Multiple column families
Each column family has its own memstore and its own set of store files. But all the column families within a table stick together. They will all flush their memstore at the same time (this might change). They are also splitted in the same regions, so when one of the column families grows to large, the other ones, how small they might be, will also split.
The illustration below shows a scenario where a table with two column families is used. In family 2, we only do a put for every 10 puts we do in family 1. So family 1 will grow much faster than family 2 (family 2 is sparse family).
The memstore and storefile count graphs show the data for both families counted together. Note how at each memstore flush, the number of store files increases with two.
You can also see how a second compaction is performed for family 2 but not for family 1. This is because all store files in family 2 are smaller than the memstore flush size of 100 MB.
Now lets do a scenario with a table that has multiple regions.
For this test, a table was created with 10 initials regions, divided so that random UUIDs would be evenly spread over these regions. This time the memstore flush size was set to 30 MB.
As the puts are performed, the memstores of each region should fill up evenly, and so we expect them to all reach the flush size at about the same time, and thus to flush at about the same time. However, in the HBase region server there is only one thread which performs flushes, so they happen in sequence. This means that the memstores of some regions will keep growing above their limit. The property hbase.hregion.memstore.block.multiplier controls how many times a memstore can grow above its limit before HBase blocks updates. The default is 2, in our example here this means the memstore would be allowed to grow to 2*30=60MB maximum.

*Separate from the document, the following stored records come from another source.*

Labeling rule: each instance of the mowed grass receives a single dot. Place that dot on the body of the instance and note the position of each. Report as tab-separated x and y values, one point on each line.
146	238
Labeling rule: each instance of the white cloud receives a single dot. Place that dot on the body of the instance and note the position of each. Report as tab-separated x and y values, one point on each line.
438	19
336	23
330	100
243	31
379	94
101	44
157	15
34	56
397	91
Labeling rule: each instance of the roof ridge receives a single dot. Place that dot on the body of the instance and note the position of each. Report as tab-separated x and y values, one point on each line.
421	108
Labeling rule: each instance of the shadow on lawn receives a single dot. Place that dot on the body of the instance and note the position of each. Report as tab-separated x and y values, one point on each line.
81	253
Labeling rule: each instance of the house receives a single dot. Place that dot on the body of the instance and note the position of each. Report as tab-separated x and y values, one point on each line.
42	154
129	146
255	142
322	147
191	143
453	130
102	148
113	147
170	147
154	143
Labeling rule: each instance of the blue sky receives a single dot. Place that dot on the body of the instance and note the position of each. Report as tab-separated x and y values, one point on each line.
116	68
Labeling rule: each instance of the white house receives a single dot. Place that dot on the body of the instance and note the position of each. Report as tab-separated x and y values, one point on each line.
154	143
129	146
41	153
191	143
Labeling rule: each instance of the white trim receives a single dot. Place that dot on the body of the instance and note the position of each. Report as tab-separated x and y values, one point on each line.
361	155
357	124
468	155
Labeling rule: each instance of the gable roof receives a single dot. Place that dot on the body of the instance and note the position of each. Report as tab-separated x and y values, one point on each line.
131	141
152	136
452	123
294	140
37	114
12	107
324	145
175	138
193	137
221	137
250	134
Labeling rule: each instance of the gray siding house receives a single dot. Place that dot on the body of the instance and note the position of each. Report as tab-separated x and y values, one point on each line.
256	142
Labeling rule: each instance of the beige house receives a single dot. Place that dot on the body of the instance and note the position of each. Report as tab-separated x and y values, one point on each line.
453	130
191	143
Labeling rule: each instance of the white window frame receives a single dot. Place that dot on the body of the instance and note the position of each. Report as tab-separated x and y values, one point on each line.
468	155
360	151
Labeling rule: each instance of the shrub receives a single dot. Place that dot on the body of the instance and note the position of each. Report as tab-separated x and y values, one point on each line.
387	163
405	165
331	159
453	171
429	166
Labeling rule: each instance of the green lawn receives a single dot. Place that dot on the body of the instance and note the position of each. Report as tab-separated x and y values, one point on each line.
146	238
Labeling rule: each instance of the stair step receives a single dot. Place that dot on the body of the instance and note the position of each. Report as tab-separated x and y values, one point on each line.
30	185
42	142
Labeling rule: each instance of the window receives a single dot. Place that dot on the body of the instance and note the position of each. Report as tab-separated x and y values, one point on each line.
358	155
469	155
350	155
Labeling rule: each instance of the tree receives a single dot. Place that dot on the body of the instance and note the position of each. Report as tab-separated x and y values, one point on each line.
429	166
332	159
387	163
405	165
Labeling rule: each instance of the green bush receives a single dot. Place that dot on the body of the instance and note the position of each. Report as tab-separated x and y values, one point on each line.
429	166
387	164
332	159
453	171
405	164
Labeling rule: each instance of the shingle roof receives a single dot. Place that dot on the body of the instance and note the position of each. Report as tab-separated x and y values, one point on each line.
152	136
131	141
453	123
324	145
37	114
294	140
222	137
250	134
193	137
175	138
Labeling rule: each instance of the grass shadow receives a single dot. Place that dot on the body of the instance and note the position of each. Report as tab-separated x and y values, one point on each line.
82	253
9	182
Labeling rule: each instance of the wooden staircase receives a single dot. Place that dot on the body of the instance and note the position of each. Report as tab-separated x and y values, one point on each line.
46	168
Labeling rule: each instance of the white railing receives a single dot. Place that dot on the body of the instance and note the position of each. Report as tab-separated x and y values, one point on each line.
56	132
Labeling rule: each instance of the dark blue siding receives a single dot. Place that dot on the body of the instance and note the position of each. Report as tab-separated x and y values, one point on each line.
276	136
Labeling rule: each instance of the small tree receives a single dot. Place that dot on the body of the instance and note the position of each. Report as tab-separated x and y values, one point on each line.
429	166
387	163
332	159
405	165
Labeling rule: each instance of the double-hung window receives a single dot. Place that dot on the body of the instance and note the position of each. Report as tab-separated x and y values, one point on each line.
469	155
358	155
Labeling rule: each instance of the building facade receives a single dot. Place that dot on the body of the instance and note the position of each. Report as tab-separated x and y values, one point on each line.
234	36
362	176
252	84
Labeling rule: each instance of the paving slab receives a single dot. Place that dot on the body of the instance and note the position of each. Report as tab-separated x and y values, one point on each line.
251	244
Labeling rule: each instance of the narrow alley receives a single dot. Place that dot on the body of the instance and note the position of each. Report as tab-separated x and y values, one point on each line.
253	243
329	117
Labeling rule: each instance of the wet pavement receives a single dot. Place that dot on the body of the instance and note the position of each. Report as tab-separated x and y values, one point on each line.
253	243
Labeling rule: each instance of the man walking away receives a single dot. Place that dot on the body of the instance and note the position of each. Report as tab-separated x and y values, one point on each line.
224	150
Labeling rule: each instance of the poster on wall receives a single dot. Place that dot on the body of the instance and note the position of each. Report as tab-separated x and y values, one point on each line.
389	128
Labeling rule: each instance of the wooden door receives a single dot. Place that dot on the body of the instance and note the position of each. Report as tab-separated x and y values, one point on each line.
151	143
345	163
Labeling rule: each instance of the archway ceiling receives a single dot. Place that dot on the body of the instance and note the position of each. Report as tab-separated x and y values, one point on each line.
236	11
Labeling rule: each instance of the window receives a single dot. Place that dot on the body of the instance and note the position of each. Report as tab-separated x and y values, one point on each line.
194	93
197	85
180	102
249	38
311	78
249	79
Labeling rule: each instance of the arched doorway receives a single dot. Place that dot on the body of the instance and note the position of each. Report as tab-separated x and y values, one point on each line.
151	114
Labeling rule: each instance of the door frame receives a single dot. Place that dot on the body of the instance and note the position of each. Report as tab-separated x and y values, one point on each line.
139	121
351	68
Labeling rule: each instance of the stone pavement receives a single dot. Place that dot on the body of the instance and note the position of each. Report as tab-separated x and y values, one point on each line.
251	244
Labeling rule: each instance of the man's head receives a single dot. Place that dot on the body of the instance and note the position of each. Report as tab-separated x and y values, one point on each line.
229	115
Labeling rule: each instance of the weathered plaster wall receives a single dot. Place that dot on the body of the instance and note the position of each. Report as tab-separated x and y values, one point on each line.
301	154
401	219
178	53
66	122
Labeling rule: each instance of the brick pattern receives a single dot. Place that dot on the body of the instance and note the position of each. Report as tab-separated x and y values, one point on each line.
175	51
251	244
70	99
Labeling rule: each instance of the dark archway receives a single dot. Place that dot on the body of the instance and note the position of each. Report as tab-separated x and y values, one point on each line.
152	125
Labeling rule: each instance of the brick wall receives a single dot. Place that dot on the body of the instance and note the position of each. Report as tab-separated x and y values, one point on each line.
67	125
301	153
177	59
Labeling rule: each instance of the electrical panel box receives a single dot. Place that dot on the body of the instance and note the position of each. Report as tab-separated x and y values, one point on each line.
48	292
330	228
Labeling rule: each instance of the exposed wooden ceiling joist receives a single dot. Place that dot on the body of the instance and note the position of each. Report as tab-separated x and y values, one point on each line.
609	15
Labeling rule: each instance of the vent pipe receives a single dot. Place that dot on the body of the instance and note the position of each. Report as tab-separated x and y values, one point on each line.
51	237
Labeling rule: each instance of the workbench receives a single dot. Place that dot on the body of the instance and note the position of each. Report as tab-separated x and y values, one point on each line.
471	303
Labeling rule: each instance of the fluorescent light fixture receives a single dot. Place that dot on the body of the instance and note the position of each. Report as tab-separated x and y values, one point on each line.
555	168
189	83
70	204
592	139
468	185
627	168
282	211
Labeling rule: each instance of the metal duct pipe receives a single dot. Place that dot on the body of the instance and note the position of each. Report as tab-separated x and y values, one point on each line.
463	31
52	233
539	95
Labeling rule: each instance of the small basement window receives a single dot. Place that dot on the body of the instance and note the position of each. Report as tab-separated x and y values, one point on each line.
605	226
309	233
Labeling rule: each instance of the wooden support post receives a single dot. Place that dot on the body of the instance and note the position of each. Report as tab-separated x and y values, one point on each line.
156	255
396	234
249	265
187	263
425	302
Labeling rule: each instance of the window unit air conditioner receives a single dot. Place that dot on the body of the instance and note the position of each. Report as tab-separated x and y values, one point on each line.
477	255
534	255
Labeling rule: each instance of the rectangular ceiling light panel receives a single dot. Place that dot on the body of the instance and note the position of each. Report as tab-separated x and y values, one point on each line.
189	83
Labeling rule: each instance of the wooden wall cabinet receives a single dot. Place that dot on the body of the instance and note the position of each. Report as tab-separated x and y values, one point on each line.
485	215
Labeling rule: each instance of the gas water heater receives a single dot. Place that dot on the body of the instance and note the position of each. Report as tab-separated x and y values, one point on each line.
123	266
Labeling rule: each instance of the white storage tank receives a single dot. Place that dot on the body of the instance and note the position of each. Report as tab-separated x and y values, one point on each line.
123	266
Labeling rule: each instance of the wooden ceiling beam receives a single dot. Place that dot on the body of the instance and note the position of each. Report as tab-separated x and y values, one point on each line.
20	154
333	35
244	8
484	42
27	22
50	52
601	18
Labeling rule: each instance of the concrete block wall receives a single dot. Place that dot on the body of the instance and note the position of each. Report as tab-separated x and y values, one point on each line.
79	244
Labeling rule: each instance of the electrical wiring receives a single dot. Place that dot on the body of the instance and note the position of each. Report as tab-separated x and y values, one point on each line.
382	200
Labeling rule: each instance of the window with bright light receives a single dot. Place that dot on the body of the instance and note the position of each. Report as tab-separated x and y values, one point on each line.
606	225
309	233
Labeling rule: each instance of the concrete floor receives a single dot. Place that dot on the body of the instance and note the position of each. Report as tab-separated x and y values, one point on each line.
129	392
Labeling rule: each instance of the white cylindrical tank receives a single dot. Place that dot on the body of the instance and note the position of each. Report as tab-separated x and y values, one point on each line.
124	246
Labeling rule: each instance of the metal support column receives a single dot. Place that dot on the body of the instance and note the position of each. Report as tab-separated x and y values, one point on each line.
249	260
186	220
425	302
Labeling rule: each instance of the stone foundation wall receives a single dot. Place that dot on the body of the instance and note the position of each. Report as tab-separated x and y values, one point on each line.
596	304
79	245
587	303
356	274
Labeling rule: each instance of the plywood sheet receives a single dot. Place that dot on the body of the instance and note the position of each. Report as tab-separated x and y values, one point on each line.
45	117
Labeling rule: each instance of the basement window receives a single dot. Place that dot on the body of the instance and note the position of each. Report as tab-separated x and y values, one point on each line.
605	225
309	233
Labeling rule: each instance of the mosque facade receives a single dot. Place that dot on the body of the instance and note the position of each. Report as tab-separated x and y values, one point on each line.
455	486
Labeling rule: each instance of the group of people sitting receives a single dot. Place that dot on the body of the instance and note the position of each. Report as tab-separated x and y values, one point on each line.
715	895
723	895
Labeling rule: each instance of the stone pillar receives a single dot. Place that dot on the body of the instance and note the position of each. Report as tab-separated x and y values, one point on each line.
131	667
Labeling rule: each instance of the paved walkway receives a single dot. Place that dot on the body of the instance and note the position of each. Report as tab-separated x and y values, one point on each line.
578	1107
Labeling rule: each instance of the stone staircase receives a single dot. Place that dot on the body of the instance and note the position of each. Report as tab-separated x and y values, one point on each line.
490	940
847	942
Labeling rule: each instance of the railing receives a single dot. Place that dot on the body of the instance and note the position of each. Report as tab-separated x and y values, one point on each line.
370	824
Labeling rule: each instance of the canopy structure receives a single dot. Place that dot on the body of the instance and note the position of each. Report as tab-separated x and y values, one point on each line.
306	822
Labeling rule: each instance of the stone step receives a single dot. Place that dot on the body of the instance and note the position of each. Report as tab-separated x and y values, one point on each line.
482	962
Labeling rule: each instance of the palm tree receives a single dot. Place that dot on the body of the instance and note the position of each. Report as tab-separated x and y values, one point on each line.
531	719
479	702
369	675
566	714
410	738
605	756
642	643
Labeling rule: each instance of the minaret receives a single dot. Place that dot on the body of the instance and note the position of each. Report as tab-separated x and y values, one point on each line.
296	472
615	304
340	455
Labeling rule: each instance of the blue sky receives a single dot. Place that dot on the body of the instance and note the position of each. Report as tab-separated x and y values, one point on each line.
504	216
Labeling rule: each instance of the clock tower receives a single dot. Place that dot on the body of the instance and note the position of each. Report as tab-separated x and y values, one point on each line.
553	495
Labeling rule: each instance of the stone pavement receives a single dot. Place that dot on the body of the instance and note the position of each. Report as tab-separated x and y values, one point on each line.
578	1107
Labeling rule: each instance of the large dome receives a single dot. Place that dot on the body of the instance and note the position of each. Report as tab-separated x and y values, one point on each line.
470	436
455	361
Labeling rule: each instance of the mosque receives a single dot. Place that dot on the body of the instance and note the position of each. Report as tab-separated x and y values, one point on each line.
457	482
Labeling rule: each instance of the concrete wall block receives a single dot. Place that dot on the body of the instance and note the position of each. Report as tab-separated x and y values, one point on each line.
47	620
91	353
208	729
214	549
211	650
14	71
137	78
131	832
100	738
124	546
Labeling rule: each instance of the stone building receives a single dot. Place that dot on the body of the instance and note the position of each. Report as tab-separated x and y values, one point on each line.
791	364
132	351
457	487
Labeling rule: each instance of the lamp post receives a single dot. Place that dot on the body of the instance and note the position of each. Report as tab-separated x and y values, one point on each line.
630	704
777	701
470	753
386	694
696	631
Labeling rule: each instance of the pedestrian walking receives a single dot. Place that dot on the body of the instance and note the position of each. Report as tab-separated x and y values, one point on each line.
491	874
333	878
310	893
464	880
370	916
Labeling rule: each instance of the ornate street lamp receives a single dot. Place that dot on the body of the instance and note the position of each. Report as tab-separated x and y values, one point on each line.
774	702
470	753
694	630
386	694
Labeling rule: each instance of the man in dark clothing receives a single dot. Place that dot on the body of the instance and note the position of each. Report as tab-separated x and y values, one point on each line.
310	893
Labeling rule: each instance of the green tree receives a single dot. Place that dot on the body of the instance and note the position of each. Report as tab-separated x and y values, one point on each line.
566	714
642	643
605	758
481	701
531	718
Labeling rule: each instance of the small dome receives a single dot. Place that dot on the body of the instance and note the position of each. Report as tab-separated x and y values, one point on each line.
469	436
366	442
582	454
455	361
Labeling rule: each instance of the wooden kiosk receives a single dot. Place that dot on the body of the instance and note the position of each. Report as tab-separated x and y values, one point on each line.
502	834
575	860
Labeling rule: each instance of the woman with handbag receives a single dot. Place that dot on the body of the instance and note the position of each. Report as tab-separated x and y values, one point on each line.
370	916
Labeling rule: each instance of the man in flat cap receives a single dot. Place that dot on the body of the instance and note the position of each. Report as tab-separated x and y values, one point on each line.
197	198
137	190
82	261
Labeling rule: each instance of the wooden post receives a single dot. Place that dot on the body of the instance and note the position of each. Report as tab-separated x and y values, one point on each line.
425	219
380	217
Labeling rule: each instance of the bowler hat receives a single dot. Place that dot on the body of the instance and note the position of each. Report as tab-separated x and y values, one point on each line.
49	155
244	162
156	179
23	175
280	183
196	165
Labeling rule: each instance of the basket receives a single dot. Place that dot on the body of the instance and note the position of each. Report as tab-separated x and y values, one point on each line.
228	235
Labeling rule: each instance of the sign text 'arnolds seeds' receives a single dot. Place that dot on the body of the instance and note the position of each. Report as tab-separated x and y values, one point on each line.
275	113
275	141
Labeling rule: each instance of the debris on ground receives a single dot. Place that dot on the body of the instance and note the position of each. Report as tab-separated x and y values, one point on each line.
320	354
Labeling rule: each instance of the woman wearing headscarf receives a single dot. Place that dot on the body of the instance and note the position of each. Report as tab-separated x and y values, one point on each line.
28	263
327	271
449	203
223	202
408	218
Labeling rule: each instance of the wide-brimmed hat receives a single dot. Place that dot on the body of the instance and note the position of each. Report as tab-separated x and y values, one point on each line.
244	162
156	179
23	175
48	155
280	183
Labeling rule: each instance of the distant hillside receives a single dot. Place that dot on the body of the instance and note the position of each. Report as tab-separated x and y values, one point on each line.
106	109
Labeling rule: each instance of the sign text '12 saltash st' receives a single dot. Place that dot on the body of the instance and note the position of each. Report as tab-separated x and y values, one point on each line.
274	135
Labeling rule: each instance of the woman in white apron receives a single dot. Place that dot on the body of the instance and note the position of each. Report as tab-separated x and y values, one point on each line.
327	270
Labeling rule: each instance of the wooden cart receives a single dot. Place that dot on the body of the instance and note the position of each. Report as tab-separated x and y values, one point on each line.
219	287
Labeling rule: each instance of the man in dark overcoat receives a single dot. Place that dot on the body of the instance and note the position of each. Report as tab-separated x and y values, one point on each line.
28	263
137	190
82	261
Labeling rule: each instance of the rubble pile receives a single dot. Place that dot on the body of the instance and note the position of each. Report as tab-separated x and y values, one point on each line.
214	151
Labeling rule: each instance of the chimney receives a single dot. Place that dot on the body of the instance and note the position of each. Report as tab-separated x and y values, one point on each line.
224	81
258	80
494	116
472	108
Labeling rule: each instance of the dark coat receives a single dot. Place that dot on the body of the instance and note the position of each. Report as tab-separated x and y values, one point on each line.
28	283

Similarly, there is one thread for doing the compactions and splits, so these are performed in sequence too. Still, it is a period where resources are used which would otherwise have been usable to serve client requests. If you would run a similar scenario a cluster, the different nodes could still run there compactions in parallel. In such a scenario, were all regions are filled very evenly and decide to do compactions at about the same time, you can see some negative spikes when observing the hbaseRequestCount metric. In the chart here you can notice that memstore grows a bit less steep during the compactions.
All the above illustrations were quite synthetic. On a real system, there will often be much more regions, and more than one table, and there will often not be enough memory to let memory stores grow to their configured flush size.
HBase uses by default 40% of the heap (see property hbase.regionserver.global.memstore.upperLimit) for all memstores of all regions of all column families of all tables. If this limit is reached, it starts flushing some memstores until the memory used by memstores is below at least 35% of heap (lowerLimit property).
Let’s simulate this scenario by again using 10 regions, but now with an upper limit of 100 MB. The regionserver in this test has only 1GB of memory, so 400MB available for the memstores. Given that we have 10 memstores (1 table, 1 column family, 10 regions), and that we will fill them evenly, we expect the first flushes to happen when the memstores reach 400/10=40MB (instead of going on to their 100MB flush size).
And, hurary huray, the theory is confirmed by the plot below.
Some final notes:
- during flushes & compactions, HBase keeps processing put and get requests, always giving a consistent view of the data
- certain properties, like the flush size, can be configured on the level of the table
The charts were made with gnuplot, afterwards annotated with Inkscape. The metrics were collected through HBaseAdmin’s ClusterStatus and JMX. The store file sizes were read directly from HDFS. I set hbase.regionserver.msginterval to 1000 to get fine-grained data from ClusterStatus. Lily’s clientmetrics package was used to collect & output the metrics, and to generate the necessary input files for gnuplot.